Piotr Kołaczkowski

Scalable Benchmarking with Rust Streams

In the previous post I showed how to use asynchronous Rust to measure throughput and response times of a Cassandra cluster. That approach works pretty well on a developer’s laptop, but it turned out it doesn’t scale to bigger machines. I’ve hit a hard limit around 150k requests per second, and it wouldn’t go faster regardless of the performance of the server. In this post I share a different approach that doesn’t have these scalability problems. I was able to saturate a 24-core single node Cassandra server at 800k read queries per second with a single client machine.

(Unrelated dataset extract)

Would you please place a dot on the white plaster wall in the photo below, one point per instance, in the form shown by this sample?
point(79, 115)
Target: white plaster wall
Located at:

The original idea was based on a single-threaded loop that spawns asynchronous tasks. Each task sends an async query, records its duration when the results are back, and sends the recorded

    let parallelism_limit = 1000;
    let semaphore = Arc::new(Semaphore::new(parallelism_limit));
    let (tx, mut rx) = tokio::sync::mpsc::unbounded_channel();
    let session = Arc::new(session);
    for i in 0..count {
        let mut statement = statement.bind();
        statement.bind(0, i as i64).unwrap();

        let session = session.clone();
        let tx = tx.clone();
        let permit = semaphore.clone().acquire_owned().await;
        tokio::spawn(async move {
            let query_start = Instant::now();
            let result = session.execute(&statement);
            result.await.unwrap();
            let query_end = Instant::now();
            let duration_micros = (query_end - query_start).as_micros();
            tx.send(duration_micros).unwrap();
            drop(permit);
        });
    }   
    drop(tx);

    // ... receive the durations from rx and compute statistics

I assumed invoking async queries should be so fast that the server would be the only bottleneck. I was wrong.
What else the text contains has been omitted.